The Fly Who Came to Lunch

     One day while I was preparing lunch for Clarence, a big blue bottle fly kept buzzing about the room.  Each time I tried to swat it, I missed it and it would disappear for a while.  When Clarence sat down to the table, I placed before him a plate of fruit salad with a mound of cottage cheese and dressing on top.
     All of a sudden, that fly swooped into the room and went kerplunk into the dressing on that salad.  I wanted to make another salad for him but he said, “Oh no!  It’s O.K.  I’ll just put it on the edge of the plate.”  Then he securely weighed it down with a glob of cheese.

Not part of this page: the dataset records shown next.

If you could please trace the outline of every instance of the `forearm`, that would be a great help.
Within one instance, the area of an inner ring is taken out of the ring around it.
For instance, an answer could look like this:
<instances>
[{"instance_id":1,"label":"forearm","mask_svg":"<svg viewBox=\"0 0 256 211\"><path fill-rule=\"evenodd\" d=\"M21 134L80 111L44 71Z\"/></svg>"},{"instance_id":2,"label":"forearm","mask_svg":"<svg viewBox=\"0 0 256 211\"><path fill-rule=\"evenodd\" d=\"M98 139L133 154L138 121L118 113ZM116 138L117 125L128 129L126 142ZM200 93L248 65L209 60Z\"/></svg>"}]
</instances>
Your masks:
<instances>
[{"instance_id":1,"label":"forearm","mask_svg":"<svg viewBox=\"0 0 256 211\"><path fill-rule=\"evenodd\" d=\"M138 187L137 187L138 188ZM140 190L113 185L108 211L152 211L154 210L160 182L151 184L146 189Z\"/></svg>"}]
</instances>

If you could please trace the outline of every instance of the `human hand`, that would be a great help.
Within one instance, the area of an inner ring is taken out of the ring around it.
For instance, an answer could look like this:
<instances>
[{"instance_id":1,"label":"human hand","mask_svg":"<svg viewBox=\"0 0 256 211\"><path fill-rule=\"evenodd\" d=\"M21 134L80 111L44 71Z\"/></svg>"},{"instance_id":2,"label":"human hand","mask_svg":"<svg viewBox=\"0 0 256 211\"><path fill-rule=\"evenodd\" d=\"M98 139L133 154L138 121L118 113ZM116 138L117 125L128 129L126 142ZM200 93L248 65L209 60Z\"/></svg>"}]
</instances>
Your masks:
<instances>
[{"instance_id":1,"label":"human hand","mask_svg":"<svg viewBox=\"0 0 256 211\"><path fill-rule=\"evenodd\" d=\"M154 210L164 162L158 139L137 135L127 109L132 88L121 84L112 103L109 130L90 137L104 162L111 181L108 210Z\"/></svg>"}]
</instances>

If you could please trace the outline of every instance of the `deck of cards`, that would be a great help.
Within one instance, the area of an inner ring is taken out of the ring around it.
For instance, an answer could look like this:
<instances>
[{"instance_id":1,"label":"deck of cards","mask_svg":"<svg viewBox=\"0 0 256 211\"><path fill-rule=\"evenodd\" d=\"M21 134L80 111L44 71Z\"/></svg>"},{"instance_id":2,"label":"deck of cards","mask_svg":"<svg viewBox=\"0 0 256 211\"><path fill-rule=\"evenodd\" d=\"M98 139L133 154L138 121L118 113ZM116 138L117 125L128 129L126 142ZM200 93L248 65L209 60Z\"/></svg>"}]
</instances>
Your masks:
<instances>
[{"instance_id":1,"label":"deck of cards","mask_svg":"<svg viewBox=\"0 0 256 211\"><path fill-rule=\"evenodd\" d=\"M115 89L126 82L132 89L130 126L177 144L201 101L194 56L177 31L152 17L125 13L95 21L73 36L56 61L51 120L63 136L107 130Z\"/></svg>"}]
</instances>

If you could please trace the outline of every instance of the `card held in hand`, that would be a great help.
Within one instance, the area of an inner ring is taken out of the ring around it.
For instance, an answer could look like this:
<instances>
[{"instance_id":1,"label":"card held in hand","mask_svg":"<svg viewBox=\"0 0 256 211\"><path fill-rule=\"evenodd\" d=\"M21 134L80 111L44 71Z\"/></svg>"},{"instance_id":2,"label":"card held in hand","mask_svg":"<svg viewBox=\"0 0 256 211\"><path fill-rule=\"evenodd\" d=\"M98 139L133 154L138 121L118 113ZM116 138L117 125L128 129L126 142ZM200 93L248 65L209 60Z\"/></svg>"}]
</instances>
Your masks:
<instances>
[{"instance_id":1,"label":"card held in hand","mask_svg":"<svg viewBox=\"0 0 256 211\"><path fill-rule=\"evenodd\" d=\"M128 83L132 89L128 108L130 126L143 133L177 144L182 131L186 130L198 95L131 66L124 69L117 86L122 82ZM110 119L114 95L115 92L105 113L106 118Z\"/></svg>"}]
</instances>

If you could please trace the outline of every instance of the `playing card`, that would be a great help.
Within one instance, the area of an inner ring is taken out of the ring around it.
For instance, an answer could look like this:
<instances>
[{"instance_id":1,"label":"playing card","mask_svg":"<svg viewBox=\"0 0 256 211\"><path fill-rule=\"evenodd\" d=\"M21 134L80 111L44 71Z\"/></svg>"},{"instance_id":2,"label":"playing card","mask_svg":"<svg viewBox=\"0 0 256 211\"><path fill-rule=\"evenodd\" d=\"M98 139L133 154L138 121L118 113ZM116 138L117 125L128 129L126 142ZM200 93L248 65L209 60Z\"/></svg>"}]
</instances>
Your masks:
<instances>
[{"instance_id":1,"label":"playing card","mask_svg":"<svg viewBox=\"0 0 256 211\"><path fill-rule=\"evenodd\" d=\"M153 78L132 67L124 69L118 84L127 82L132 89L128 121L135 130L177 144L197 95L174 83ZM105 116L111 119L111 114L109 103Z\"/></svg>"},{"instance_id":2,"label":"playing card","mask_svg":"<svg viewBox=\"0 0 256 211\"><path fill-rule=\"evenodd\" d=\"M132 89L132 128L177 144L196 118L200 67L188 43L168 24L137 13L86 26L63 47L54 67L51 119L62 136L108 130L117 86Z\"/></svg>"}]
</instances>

     We proceeded to chat and eat our lunch.  When suddenly with horror, I noticed that his plate was empty.  He had not only finished his salad but he had eaten that glob with the fly in it.
     He turned a bit green when I called his attention to what he had done.  Well, it was too late to rescue the fly.  We knew if Clarence got sick what the cause would be.  I guess it was a healthy fly.  Clarence only felt squeamish when he thought of what he had eaten.

A Sunday Ride

     One Sunday, Clarence and I were taking a leisure ride through the country when we noticed a little girl selling bouquets of spring flowers in rusty tin cans.  In front was a sign, which appeared to say “Flowers 5 cents a bunch”
     We began to recall the different ways we had earned money as kids.  After we had gone some distant, I said, “If that little girl is there when we go by, I am going to buy some flowers.”
     Well, sure enough she was still there.  He reached into his pocket to get a nickel, but all he had was a quarter.  “Oh heck, he said, “give her a quarter not a nickel.”  Now Clarence was always one to think if a little is good, a lot more is better.  In short, he liked to do things on a grand scale.
    I drove up beside the stand,  and held out the quarter to the little girl.  I asked for a bouquet of flowers.  She looked at that coin and then picked up a bouquet, sat it back,  and picked another and set it back down.  Several times she did that and I thought she was trying to find the nicest one because we were giving her a quarter instead of a nickel.   Finally she handed me the bunch of flowers and took my money.  I noticed they were the most wilted bunch on the stand.  Just as I started to drive away, I looked at the sign laying on the ground and to my chagrin, I saw that it read “Flowers 50cents.”  The zero next to the 5 was so small we did not see it.  She was not trying to give us her pretty flowers but what she thought was good enough for the quarter.
     When I told Clarence what the sign said, he deflated like a punctured balloon.  That night as he sat on the edge of the bed pulling off his socks, he said, “ What are parents thinking to let a kid sell wilted flowers in old rusty cans for fifty cents?”  “Did you ever hear of inflation,” I asked.  His ego was wounded.
     This is a true story.  We had a yard full of spring flowers.  We stopped to visit Mary Anne who was ill to give her our bought flowers.  This was when Randy was a baby.
     This is now 1984 and I wonder what the little girl is doing now?   I wonder what she would ask for her flowers today.